MM&D - Reworking Hopscotch
Today I reworked a couple of levels to solve some rather obstinate visibility issues. Thought I might write a bit about one of them here! The left pic is Hopscotch, previously at #5, and on the right is 05_Easy_B_Revision which I created today to replace it.
The level at #5 is the game's first puzzle, the first level the player encounters after learning the basic mechanics of the game (Intro / Edu levels 1-4). It must be challenging enough to be intriguing, but not hard enough to cause frustration; the player should feel smart for realising the solution, not foolish for not seeing it immediately; and it must reinforce the playerr's understanding of the death, incrementation, bouncing, and falling mechanics they've just learned. Additionally, I want this level to remind the player that blocks can be approached from multiple angles, and that a block in one place can have multiple uses depending on how the player interacts with it. This last lesson is important in preparing the player for the next puzzle, 06_Med_B_Exam.
A tough ask, perhaps, but Hopscotch fulfilled these goals admirably! It requires the player to die from the high platform (reinforcing lethal height), repeat the process to bounce and create a line of corpses (reinforcing bouncing, line creation), climb the third corpse to access the central pillar, then jump onto that same corpse to create a line in the other direction (reinforcing multiple uses for corpses, incrementation as the older corpses disappear, approaching from multiple angles). Finishing that line of corpses, the player can then climb the furthest corpse to access the stairs to the exit.
There were only two problems. First, despite its central position, many players had difficulty understanding that they should make use of the central pillar, and failed to realise they should climb the third corpse from behind to start a corpse-line in the other direction. Second, when players realised their mistake, they felt foolish for missing it for so long. As I see it, both of these problems stem from the central pillar and the visibility issue it poses. The player needs to climb the third corpse from behind, which means that both the pillar and that corpse are obstructing the player's view for that action. It also blocks a clear view of the first line of corpse-blocks, which makes the incrementation less clear. I watched one playtester die in the same way repeatedly, making and remaking the same line of four corpses six times without ever realising they could climb the central pillar. It had to go.

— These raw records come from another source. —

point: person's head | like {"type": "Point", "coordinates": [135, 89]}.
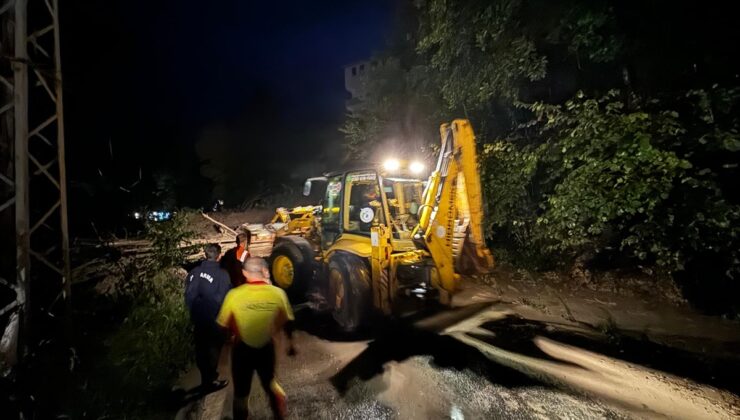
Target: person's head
{"type": "Point", "coordinates": [255, 269]}
{"type": "Point", "coordinates": [243, 238]}
{"type": "Point", "coordinates": [213, 252]}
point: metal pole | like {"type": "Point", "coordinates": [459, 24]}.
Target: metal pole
{"type": "Point", "coordinates": [67, 279]}
{"type": "Point", "coordinates": [22, 223]}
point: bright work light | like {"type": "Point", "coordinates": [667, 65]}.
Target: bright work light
{"type": "Point", "coordinates": [391, 165]}
{"type": "Point", "coordinates": [416, 167]}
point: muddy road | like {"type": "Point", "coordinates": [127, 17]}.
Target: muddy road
{"type": "Point", "coordinates": [489, 360]}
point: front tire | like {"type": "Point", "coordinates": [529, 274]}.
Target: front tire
{"type": "Point", "coordinates": [289, 270]}
{"type": "Point", "coordinates": [349, 291]}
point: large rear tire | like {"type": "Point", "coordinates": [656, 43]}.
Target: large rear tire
{"type": "Point", "coordinates": [349, 291]}
{"type": "Point", "coordinates": [289, 269]}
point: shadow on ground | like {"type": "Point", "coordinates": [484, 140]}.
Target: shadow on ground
{"type": "Point", "coordinates": [400, 339]}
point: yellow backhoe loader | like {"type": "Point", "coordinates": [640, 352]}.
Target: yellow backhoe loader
{"type": "Point", "coordinates": [384, 235]}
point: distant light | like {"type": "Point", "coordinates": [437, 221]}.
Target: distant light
{"type": "Point", "coordinates": [416, 167]}
{"type": "Point", "coordinates": [391, 165]}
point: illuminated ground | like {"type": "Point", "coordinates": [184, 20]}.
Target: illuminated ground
{"type": "Point", "coordinates": [496, 359]}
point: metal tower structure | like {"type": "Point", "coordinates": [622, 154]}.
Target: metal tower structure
{"type": "Point", "coordinates": [33, 185]}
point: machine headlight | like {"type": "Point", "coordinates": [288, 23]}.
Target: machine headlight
{"type": "Point", "coordinates": [391, 165]}
{"type": "Point", "coordinates": [416, 167]}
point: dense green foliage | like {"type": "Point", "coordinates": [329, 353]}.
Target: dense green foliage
{"type": "Point", "coordinates": [147, 341]}
{"type": "Point", "coordinates": [598, 138]}
{"type": "Point", "coordinates": [171, 241]}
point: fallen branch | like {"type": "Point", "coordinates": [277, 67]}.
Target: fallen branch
{"type": "Point", "coordinates": [228, 229]}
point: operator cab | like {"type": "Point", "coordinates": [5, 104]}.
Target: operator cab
{"type": "Point", "coordinates": [357, 200]}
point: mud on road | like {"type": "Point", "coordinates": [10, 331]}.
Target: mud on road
{"type": "Point", "coordinates": [490, 360]}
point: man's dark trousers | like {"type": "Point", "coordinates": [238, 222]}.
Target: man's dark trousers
{"type": "Point", "coordinates": [208, 344]}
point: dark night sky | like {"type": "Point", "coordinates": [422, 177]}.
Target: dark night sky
{"type": "Point", "coordinates": [150, 76]}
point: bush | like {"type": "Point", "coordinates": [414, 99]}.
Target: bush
{"type": "Point", "coordinates": [154, 343]}
{"type": "Point", "coordinates": [651, 181]}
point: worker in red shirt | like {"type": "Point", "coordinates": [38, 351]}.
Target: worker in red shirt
{"type": "Point", "coordinates": [234, 258]}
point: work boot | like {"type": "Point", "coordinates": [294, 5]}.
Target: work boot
{"type": "Point", "coordinates": [215, 386]}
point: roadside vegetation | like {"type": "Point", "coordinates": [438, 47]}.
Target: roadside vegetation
{"type": "Point", "coordinates": [601, 142]}
{"type": "Point", "coordinates": [135, 332]}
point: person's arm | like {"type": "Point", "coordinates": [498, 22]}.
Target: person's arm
{"type": "Point", "coordinates": [285, 321]}
{"type": "Point", "coordinates": [192, 289]}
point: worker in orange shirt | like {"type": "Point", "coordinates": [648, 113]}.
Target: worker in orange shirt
{"type": "Point", "coordinates": [256, 312]}
{"type": "Point", "coordinates": [234, 258]}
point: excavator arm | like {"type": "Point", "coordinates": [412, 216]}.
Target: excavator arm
{"type": "Point", "coordinates": [451, 214]}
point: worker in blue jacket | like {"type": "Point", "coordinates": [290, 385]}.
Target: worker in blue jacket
{"type": "Point", "coordinates": [206, 287]}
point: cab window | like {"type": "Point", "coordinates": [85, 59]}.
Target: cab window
{"type": "Point", "coordinates": [330, 211]}
{"type": "Point", "coordinates": [364, 206]}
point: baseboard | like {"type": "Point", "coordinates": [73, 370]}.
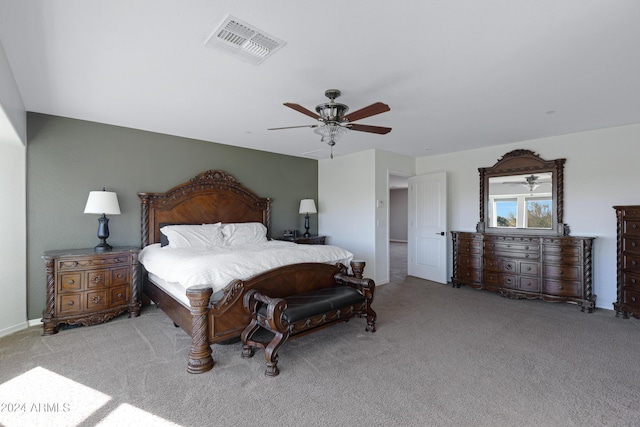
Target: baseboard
{"type": "Point", "coordinates": [12, 329]}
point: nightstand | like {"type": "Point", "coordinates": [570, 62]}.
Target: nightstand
{"type": "Point", "coordinates": [85, 287]}
{"type": "Point", "coordinates": [312, 240]}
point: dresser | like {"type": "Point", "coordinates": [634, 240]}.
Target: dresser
{"type": "Point", "coordinates": [552, 268]}
{"type": "Point", "coordinates": [85, 287]}
{"type": "Point", "coordinates": [628, 265]}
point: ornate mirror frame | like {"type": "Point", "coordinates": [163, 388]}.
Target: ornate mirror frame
{"type": "Point", "coordinates": [519, 162]}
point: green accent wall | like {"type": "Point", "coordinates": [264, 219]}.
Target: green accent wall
{"type": "Point", "coordinates": [67, 158]}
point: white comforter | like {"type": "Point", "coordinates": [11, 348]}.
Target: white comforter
{"type": "Point", "coordinates": [219, 266]}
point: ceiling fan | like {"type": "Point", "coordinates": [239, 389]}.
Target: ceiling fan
{"type": "Point", "coordinates": [334, 120]}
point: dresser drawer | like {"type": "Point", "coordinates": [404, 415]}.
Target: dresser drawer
{"type": "Point", "coordinates": [469, 261]}
{"type": "Point", "coordinates": [509, 246]}
{"type": "Point", "coordinates": [533, 255]}
{"type": "Point", "coordinates": [529, 268]}
{"type": "Point", "coordinates": [565, 272]}
{"type": "Point", "coordinates": [631, 263]}
{"type": "Point", "coordinates": [119, 296]}
{"type": "Point", "coordinates": [631, 227]}
{"type": "Point", "coordinates": [631, 245]}
{"type": "Point", "coordinates": [561, 288]}
{"type": "Point", "coordinates": [565, 254]}
{"type": "Point", "coordinates": [529, 284]}
{"type": "Point", "coordinates": [493, 264]}
{"type": "Point", "coordinates": [69, 304]}
{"type": "Point", "coordinates": [509, 281]}
{"type": "Point", "coordinates": [69, 282]}
{"type": "Point", "coordinates": [119, 276]}
{"type": "Point", "coordinates": [96, 300]}
{"type": "Point", "coordinates": [630, 280]}
{"type": "Point", "coordinates": [491, 278]}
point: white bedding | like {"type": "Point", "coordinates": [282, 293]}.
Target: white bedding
{"type": "Point", "coordinates": [219, 266]}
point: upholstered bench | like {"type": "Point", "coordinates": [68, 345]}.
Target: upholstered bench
{"type": "Point", "coordinates": [303, 313]}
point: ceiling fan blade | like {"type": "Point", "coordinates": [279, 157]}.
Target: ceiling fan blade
{"type": "Point", "coordinates": [369, 111]}
{"type": "Point", "coordinates": [293, 127]}
{"type": "Point", "coordinates": [367, 128]}
{"type": "Point", "coordinates": [299, 108]}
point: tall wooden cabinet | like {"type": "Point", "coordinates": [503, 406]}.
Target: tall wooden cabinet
{"type": "Point", "coordinates": [552, 268]}
{"type": "Point", "coordinates": [628, 277]}
{"type": "Point", "coordinates": [85, 287]}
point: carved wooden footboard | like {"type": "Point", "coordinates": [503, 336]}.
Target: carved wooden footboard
{"type": "Point", "coordinates": [215, 196]}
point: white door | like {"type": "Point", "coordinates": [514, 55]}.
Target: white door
{"type": "Point", "coordinates": [427, 248]}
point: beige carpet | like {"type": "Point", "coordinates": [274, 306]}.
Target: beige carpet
{"type": "Point", "coordinates": [441, 357]}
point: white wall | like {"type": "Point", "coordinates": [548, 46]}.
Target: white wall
{"type": "Point", "coordinates": [349, 188]}
{"type": "Point", "coordinates": [13, 252]}
{"type": "Point", "coordinates": [346, 204]}
{"type": "Point", "coordinates": [601, 171]}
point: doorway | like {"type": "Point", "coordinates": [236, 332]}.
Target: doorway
{"type": "Point", "coordinates": [398, 227]}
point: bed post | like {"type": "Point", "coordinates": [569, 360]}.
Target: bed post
{"type": "Point", "coordinates": [200, 359]}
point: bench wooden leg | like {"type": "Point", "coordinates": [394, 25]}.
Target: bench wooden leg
{"type": "Point", "coordinates": [247, 334]}
{"type": "Point", "coordinates": [271, 353]}
{"type": "Point", "coordinates": [371, 320]}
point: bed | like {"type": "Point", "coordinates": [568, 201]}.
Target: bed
{"type": "Point", "coordinates": [210, 312]}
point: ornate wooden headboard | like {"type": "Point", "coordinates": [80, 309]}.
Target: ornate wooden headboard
{"type": "Point", "coordinates": [210, 197]}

The new level is very similar. The line of corpse-blocks goes away from the screen, and in front of a short pillar, so that the player's 'alternate angle' approach is now clearly visible, and their bounce is back towards the camera. There's a wall at the other end of the line, so that it's clear the player isn't expected to keep extending the line further. And, both to draw the player's attention to incrementation and the 3-corpse limit and to avoid any attempts to bounce along the line onto the pillar at the end, the player's first death is to a static hazard. This also serves to make the player's first move clear – we've found players usually go straight for static hazards when presented with new levels, and only then pause to think about what they can do from there. This makes static hazards a wonderful guiding tool for us, that we're making full use of in many levels.
As always, playtesting will show if there are problems I have not foreseen, but I'm quite happy with this new level for the #5 spot.